First time homebuyers currently represent approximately 32% -36% of the housing market, according to various industry experts. That means that approximately 32% – 36% of the home buying public has little if any experience working with mortgage lenders.
To help your first time buyer clients get the best information, service and deal on their first home loan, think about passing along these questions for them to ask their mortgage lender. Some of these questions have “built in” answers but they would be wise to get their own answers.
- How much house can I/we afford to buy? The fastest way to find out the answer to that question is for your first-time homebuyer(s) to get pre-approved. Buyers are not committed to “sign up” with that pre-approving lender if and when they decide to go ahead with the pre-qualifying process for a loan on a specific house. The general rule of thumb suggests that homeowners spend 25% – 30% of their net income on a mortgage.
- What kind of loan should I have? There are two types of home loans, a fixed interest loan (payments remain the same over the life of the loan because the interest rate on the loan remains the same) and a variable interest loan (payment amounts of the loan vary or fluctuate over time with interest rate fluctuations). Variable interest loans often start off quite low and then rise in the future. Make sure your first-time buyers ask for advice from the lender as to which type of loan makes the most sense. For example, if the buyer intends to resell the house in the short run, 2-3 years, it may make sense to get a variable interest loan.
- Is the lender a mortgage broker or a direct lender? A mortgage broker takes the buyer’s application and shops that loan application with different lenders. A direct lender processes your buyer’s loan application in-house. That lender could, however, shop the loan on the secondary market once the sale of the house closes.
- What do monthly payments include? Mortgage payments generally go towards paying the interest on the loan first. Then, over time, payments go towards paying off the principal. The more principal payoff there is, the more equity accrues on the home.
- Who pays taxes and insurance? Some mortgage payments include taxes and insurance and some don’t. When the mortgage payments do include taxes and insurance, the lender will put those funds into an escrow account specifically to pay those bills from that escrow account.
- Will I/we have to pay Private Mortgage Insurance? Yes, if your buyer puts down less than 20% in the down payment. Once the equity in the home reaches 20%, your buyer can eliminate that PMI and reduce her/his/their monthly payments.
- What costs do I/we pay at closing? Closing costs often include loan application, appraisal and home inspections fees along with additional miscellaneous charges. Sometimes, the seller will pay closing costs. Ask you real estate agent and ask your lender.

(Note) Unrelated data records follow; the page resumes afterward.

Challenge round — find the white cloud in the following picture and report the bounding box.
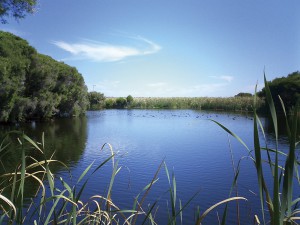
[147,82,166,87]
[53,37,161,62]
[210,76,234,82]
[220,76,233,82]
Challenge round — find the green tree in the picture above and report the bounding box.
[0,0,37,23]
[258,71,300,110]
[234,92,252,97]
[0,31,89,122]
[88,91,105,110]
[115,97,127,109]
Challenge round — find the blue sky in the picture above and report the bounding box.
[0,0,300,97]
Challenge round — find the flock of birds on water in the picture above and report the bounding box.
[90,110,253,120]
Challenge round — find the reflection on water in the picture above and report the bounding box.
[0,117,87,201]
[0,110,300,224]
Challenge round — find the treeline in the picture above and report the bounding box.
[0,31,89,122]
[258,71,300,111]
[89,71,300,112]
[90,93,264,111]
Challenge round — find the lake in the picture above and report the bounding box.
[1,110,299,224]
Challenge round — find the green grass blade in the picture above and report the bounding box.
[264,75,283,225]
[196,197,247,225]
[281,107,298,221]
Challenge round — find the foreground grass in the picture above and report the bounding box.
[0,76,300,225]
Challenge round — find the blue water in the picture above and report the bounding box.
[59,110,294,224]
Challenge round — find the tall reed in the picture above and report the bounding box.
[214,77,300,225]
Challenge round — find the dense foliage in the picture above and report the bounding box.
[0,31,88,122]
[259,71,300,110]
[88,91,105,110]
[0,0,37,23]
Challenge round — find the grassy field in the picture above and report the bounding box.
[0,78,300,225]
[106,97,265,112]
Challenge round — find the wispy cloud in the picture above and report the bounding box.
[210,76,234,82]
[147,82,167,87]
[53,36,161,62]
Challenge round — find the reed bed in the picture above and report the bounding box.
[0,76,300,225]
[107,97,265,112]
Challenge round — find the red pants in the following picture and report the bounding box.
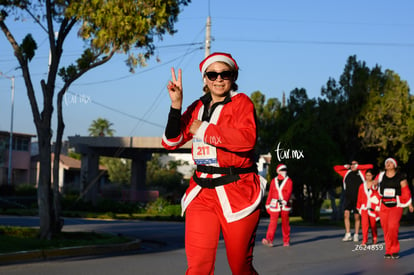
[380,204,403,254]
[361,210,378,244]
[185,188,260,275]
[266,211,290,243]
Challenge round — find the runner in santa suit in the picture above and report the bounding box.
[357,169,381,245]
[378,158,414,259]
[334,160,373,242]
[162,53,266,274]
[262,164,293,247]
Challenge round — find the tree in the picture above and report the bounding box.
[250,91,281,157]
[88,117,131,184]
[320,55,371,161]
[357,70,414,163]
[0,0,190,239]
[88,117,115,137]
[146,154,188,203]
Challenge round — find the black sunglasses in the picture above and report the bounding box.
[204,71,234,81]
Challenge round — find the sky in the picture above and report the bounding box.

- Am I paying (discount) points? Points relate to prepaid interest. The more the buyer pays in prepaid interest, the more the buyer reduces the monthly mortgage payment. Each point equals 1% of the loan amount.
- Does the lender charge an initiation or origination fee? This is a fee that covers the lender’s administrative cost to process the loan application. Charges vary from 0% to approximately 1% of the loan’s value. Because mortgage brokers “shop” the loan, this is a key question to ask.
- Can your buyer lock in the interest rate? Yes, when the buyer applies for the loan, the buyer can lock in the interest rate if the loan closes on time and if no changes are made to the loan application. Ask.
- Is there anything the buyer can do to lower the interest rate on the loan? The buyer can make a bigger down payment.
- How long does it take for a loan to close? It usually takes 40-45 days, according to Ellie Mae, a software provider to the residential mortgage industry.
- How can the lender guarantee that the buyer’s loan will close on time? The lender usually puts that guarantee onto the borrower. If the buyer does and provides everything needed on time and on schedule, the loan is likely to close on time. “Everything” translates into the buyer providing stable verification (W-2 form, pay stubs, employment history, credit account statements, bank account statistics, tax returns, credit score, etc.) Buyers, ask what is needed and when.